Kaoru tentou parecer despreocupada, casual. Mas o nervosismo era evidente por trás do sorriso. Ela tinha que ter certeza. Por mais que odiasse admitir.

Por um instante Sanosuke pensou em tranqüilizar a jovem. Mas logo em seguida teve outra idéia.

- Nada disso. Ele sabe muito bem aonde eu vou levá-lo... Só não é bem onde ele disse.

A resposta surtiu o efeito esperado, por um momento Kaoru empalideceu e perdeu a fala antes de retomar o ar dissimulado.

- Eu já desconfiava. Só não entendo porque o Kenshin inventou aquela história. Afinal aonde vocês vão? N-não há porque me esconder.

- É, também acho. Nós vamos à zona, sabe como é, apesar de não parecer, o Kenshin é homem também, não é saudável ficar tanto tempo sem sexo.

Sanosuke quase se arrependeu da brincadeira quando viu Kaoru ficar mais pálida ainda. Na verdade, ele esperava que ela explodisse como sempre fazia, mas ao invés disso ficou como que em transe, como se a alma tivesse fugido do corpo.

- Kaoru... Tudo bem?

- Claro. - respondeu Kaoru voltando a si - Claro que sim. Isso é natural não é? O Kenshin é muito bobo por querer esconder isso de mim.

Apesar da resposta, Sanosuke podia sentir que alguma coisa estava errada. Pro seu próprio bem era melhor sair dali rapidinho.

- Er... então eu vou indo.

- Tchau, divirta-se você também.

Assim que Sanosuke sumiu de vista Kaoru voltou ao dojô para encontrar Yahiko (já restabelecido) em pé de guerra com ela, e Kenshin como sempre tentando esfriar os ânimos. Ela resolveu tentar esquecer daquela história e passou o resto do dia tentando se convencer de que o caso tinha pouca importância, que era perfeitamente natural um homem ir àqueles lugares. Algumas vezes até tentou esclarecer tudo com Kenshin, mas sempre que entrava no assunto da “festinha” de logo mais ele continuava insistindo com a cara mais lavada do mundo que tudo não passava de uma reuniãozinha inocente, o que provocava a ira de Kaoru e custava a Kenshin uma boa dose de pauladas que ele em vão tentava entender.

Quando chegou a hora, Sanosuke apareceu e arrastou Kenshin sem muita cerimônia, ele não queria estar por perto se Kaoru tivesse um ataque. Mas para surpresa (e alívio) dos dois ela se trancou no quarto e não apareceu. Kenshin atribuiu o estranho comportamento da amiga ao seu gênio problemático, mas mesmo preocupado acompanhou Sanosuke recomendando a Yahiko que cuidasse dela.

Nem bem a dupla saiu e Kaoru apareceu vestida como se fosse treinar, a não ser pela sobrecasaca e os tabis de cor escura quase da mesma tonalidade do hakama.

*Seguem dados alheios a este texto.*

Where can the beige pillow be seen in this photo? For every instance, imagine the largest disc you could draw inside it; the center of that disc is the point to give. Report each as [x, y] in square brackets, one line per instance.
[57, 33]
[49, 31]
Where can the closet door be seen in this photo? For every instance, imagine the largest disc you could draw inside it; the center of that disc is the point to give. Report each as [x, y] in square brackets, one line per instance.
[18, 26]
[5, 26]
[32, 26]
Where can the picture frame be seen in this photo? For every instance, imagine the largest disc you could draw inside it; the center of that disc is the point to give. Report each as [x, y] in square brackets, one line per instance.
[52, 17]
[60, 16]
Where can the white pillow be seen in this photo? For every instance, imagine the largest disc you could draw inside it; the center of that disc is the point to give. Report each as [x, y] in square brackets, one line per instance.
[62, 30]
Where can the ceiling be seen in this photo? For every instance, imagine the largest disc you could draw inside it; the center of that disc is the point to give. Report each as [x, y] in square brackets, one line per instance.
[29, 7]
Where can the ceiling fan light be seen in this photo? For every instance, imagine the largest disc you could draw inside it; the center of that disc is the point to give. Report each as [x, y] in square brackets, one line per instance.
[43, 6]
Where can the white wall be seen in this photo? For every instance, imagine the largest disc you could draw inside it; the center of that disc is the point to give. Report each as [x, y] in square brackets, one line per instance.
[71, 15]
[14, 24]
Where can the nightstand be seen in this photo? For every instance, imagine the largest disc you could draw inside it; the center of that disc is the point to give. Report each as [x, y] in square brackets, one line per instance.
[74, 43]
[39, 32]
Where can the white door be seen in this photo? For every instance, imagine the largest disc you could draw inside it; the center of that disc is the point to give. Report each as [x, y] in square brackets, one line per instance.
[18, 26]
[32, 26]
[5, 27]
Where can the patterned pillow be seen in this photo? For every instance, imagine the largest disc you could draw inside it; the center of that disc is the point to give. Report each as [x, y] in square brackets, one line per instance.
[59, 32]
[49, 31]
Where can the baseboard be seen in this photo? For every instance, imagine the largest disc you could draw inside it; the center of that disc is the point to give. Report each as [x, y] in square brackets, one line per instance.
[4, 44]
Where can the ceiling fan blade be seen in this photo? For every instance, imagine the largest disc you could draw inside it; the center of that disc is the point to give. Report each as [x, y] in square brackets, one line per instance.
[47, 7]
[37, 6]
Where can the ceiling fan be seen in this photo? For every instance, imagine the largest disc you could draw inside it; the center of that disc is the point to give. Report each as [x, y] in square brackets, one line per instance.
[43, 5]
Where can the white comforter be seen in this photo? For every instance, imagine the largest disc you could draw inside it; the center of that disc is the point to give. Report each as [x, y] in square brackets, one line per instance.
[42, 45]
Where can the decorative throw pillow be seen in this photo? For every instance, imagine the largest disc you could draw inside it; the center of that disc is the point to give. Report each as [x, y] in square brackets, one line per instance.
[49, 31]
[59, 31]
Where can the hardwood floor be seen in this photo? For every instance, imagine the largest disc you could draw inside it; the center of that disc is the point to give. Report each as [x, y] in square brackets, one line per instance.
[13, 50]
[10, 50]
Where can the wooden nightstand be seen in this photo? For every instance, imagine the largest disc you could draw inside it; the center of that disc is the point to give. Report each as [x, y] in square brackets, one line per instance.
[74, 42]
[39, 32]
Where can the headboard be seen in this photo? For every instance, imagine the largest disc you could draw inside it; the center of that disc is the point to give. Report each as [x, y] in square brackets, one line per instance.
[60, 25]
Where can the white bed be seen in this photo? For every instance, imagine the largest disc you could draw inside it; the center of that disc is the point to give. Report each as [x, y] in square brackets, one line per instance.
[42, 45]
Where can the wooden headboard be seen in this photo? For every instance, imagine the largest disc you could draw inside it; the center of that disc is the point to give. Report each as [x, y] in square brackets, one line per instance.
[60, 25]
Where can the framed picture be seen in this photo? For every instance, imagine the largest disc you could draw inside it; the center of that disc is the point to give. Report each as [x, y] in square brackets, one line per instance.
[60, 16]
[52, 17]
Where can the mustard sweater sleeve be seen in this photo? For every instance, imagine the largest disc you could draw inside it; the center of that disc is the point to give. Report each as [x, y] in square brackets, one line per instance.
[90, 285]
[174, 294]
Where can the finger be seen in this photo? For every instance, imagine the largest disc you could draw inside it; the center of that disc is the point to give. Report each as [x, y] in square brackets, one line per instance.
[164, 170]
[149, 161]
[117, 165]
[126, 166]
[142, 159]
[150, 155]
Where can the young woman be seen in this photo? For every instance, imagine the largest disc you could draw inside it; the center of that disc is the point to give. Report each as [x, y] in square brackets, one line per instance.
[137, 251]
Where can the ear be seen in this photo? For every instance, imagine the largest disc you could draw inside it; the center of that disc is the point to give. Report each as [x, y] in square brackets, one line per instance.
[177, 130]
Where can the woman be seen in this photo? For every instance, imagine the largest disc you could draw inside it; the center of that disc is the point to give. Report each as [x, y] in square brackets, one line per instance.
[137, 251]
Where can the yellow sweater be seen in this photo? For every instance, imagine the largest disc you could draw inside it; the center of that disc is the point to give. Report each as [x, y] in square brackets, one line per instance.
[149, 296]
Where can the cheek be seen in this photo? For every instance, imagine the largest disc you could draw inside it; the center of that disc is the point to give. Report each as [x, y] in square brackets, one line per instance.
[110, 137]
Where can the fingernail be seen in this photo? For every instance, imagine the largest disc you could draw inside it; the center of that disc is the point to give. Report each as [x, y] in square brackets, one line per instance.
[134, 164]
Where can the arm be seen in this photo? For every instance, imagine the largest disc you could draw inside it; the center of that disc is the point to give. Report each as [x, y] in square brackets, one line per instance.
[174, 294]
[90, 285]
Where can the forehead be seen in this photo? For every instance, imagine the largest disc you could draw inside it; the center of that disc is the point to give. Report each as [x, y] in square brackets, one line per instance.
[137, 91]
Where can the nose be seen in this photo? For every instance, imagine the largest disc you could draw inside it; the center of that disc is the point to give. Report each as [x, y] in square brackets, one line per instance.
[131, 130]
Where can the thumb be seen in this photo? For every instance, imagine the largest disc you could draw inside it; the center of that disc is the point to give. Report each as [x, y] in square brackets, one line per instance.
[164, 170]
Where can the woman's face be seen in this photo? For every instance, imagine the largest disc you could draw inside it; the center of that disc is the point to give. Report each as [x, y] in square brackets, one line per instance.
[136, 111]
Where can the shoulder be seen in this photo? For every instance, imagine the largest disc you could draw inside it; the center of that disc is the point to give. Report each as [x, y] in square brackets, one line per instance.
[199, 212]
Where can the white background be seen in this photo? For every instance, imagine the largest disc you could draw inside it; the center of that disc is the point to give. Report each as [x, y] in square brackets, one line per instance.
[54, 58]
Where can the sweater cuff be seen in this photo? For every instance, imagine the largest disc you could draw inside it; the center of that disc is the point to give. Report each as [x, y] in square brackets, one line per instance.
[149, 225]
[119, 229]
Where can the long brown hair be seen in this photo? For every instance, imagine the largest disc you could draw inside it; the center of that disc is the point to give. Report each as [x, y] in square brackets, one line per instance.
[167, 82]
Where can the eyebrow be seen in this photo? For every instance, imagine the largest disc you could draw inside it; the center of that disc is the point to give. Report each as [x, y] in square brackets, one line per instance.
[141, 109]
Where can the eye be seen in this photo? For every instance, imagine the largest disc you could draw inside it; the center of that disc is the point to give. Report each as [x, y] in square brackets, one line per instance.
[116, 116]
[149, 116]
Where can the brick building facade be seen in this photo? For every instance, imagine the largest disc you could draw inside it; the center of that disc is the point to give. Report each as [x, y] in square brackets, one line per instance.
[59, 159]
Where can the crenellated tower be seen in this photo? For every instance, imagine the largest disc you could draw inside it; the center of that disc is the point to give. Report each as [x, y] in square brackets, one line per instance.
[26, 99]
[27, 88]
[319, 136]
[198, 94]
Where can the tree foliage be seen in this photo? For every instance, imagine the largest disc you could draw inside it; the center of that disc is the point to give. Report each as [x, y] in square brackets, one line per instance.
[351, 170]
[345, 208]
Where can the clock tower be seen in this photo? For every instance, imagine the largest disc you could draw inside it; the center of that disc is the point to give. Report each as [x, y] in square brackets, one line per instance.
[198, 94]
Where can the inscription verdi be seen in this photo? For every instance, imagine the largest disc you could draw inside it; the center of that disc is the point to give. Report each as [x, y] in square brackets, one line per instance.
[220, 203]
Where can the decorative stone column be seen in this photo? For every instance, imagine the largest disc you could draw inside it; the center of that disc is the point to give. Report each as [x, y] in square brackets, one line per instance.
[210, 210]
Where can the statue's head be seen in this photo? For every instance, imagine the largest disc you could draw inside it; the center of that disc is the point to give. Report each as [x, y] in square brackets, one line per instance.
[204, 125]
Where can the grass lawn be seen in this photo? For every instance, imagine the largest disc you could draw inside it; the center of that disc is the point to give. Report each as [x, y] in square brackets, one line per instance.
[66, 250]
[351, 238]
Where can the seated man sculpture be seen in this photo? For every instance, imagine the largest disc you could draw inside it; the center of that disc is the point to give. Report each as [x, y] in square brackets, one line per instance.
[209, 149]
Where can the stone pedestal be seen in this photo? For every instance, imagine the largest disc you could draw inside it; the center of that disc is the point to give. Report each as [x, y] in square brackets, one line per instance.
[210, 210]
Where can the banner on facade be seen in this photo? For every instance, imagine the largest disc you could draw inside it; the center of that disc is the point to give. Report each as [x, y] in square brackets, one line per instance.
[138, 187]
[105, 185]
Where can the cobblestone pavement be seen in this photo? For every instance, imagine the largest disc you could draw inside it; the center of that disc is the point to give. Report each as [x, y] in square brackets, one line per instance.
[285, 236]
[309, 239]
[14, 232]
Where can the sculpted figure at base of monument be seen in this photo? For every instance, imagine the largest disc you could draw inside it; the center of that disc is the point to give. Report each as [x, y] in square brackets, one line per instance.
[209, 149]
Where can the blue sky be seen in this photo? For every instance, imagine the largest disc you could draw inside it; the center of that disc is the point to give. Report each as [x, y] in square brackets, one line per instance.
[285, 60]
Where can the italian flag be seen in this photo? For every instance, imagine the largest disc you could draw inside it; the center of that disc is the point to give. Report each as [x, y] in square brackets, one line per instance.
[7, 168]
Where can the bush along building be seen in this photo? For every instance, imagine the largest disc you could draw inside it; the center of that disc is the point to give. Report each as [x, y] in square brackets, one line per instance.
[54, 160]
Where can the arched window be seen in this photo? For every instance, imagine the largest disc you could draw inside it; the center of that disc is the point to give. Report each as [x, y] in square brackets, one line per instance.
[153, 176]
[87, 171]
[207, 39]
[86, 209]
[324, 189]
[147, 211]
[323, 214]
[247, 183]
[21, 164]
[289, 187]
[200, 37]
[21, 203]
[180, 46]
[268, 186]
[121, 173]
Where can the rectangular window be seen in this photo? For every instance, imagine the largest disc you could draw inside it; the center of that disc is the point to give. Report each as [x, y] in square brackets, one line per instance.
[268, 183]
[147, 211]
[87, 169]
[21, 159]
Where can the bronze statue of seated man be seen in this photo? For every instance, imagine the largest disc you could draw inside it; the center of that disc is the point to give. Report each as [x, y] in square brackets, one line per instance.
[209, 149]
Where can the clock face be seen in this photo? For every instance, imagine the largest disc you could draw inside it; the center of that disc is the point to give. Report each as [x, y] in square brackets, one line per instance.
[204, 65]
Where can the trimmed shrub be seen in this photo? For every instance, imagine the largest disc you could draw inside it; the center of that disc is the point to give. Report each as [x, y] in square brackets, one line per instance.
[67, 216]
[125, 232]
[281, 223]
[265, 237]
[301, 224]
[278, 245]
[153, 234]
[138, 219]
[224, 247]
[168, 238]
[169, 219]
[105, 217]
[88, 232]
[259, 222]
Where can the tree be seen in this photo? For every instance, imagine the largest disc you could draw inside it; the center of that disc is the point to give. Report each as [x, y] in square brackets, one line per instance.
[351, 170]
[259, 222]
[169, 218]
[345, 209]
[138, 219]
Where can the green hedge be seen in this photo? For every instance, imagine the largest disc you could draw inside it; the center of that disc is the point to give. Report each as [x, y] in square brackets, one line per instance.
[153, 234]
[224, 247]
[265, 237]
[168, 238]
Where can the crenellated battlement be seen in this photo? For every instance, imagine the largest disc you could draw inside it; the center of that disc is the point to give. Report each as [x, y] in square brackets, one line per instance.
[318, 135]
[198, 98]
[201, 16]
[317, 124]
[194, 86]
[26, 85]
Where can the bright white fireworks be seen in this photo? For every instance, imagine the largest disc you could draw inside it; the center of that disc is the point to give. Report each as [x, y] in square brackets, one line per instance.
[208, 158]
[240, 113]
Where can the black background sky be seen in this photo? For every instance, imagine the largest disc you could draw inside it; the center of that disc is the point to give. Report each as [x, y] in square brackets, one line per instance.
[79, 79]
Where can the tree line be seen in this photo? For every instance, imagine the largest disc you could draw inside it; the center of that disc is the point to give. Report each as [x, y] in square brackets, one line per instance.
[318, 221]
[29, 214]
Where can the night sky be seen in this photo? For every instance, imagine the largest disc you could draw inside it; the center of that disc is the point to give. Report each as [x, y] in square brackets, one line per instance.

Ante um intrigado Yahiko ela disse que ia “fazer uma visita a Megumi” que teve um “tô sabendo” como resposta. Kaoru saiu em seguida, tanto para não perder aqueles dois de vista como para fugir do risinho sarcástico do garoto.

Para evitar ser descoberta pelo sexto-sentido de Kenshin, Kaoru resolveu tomar um caminho diferente. Desde os tempos de Yeasu Tokugawa, quando Tókio se chamava Edo, a zona do meretrício ou zona alegre foi estabelecida em um distrito afastado, distante alguns quilômetros do distrito de onde ficava o dojô Kamia.

O que mais incomodava Kaoru nem era o fato de Kenshin ir a um lugar como aquele, mas a insistência dele em desmentir. Ela achava que depois de tudo o que tinham passado juntos ela merecia um pouco mais de confiança. Desse modo ela optou por tomar um riquixá, chegar antes deles, esperá-los na única entrada do distrito e surpreender os dois, ela queria ver a cara de Kenshin e ouvir as desculpas que ele iria dar.

Quando Kaoru chegou à ponte que dava acesso ao distrito já era noite fechada. Ela não pode deixar de admirar a beleza da iluminação das casas de chá e das ruas no outro lado do rio onde mulheres pesadamente maquiadas tentavam atrair a freguesia. Kaoru escolheu um pequeno restaurante perto da ponte e pediu um chá enquanto esperava, sempre atenta aos transeuntes que iam e vinham.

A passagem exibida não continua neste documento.